É lógico que esta explicação física para o Graal não exclui a existência de um
Graal espiritual e místico do qual o objeto material seria o reflexo.
Ao final, pergunta-se: qual a natureza do Graal? Cálice, pedra ou livro? Sendo o
Graal uma realidade nos planos espiritual, material e humano podemos concebê-lo como
"um objeto-pedra (esmeralda) em forma de taça servindo como meio de comunicação
entre o céu e a terra segundo um processo descrito e explicado por um livro".

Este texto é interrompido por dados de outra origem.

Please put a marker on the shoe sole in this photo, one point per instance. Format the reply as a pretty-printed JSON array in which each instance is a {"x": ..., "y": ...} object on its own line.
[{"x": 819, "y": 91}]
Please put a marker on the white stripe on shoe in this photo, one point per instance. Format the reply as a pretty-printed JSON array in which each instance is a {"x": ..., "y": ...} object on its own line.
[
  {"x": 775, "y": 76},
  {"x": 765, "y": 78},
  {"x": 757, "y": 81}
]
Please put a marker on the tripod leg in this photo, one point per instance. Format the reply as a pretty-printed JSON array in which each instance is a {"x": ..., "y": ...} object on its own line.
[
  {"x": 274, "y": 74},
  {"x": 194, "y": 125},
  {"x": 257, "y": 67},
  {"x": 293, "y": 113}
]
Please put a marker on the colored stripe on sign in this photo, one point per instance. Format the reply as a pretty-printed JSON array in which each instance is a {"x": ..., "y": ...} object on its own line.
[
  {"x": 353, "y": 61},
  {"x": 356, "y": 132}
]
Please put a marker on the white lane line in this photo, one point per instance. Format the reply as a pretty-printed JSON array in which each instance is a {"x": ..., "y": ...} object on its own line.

Somente homens puros (Percival e Galahad são os arquétipos) poderão servir como ponte e
tornarem-se detentores do segredo do Graal que abre caminho aos planos superiores da
existência.
Esta raça pura, filha da "raça solar", é denominada "raça do Arco"
- ou do "arco-íris", porque as cores expressas no prisma solar (também chamado
lenço de Íris) são a manifestação física dos diferentes poderes que o homem pode
despertar através do Graal.
Isso possivelmente só será conseguido no final dos tempos, como encontramos
no Apocalipse de João (4:2-3): "Logo fui arrebatado em espírito e vi um trono no
céu, no qual Alguém estava sentado. O que estava sentado era, na aparência, semelhante
à pedra de jaspe e de sardônio; e um arco-íris rodeava o trono, semelhante à
esmeralda".
José de Arimatéia, um "judeu-cristão"
Robert de Boron conta que os judeus, ao descobrirem José de Arimatéia, prendem-no em
uma cela sem janelas onde todos os dias uma pomba se materializa deixando-lhe uma hóstia,
seu único alimento durante todo o cárcere, graças ao qual sobrevive. José esconde a
taça que Jesus usou na Última Ceia, a mesma que ele próprio usou para recolher o sangue
de Cristo antes de colocá-lo na tumba.
Ao ser libertado, viaja para a Inglaterra com um grupo de seguidores e funda a Segunda
Mesa da Última Ceia, ao redor da qual sentam doze pessoas (conforme a Távola Redonda).
No lugar de Cristo é colocado um peixe.
O assento de Judas Escariostes fica vazio e quando alguém tenta ocupá-lo é
"devorado pelo lugar" de forma misteriosa. A partir desse momento esse assento
é conhecido como a Cadeira Perigosa (mesmo nome do assento da Távola Redonda que também
ficava vazio e só poderia ser ocupado pelo "cavaleiro mais vituoso do mundo".
Em algumas versões, é o assento de Lancelot que sempre fica vazio. Lancelot, o mais
dedicado cavaleiro, que assim como Judas em relaçao a Jesus, era o que mais amava Arthur
e também o que o traiu).
José de Arimatéia fundou sua congregação em Glastonbury. No lugar onde teria
edificado sua igreja com barro e palha há os restos de uma abadia muito posterior. A
mesma onde se diz estarem enterrados Arthur e Guinevere e onde estaria o Santo Graal.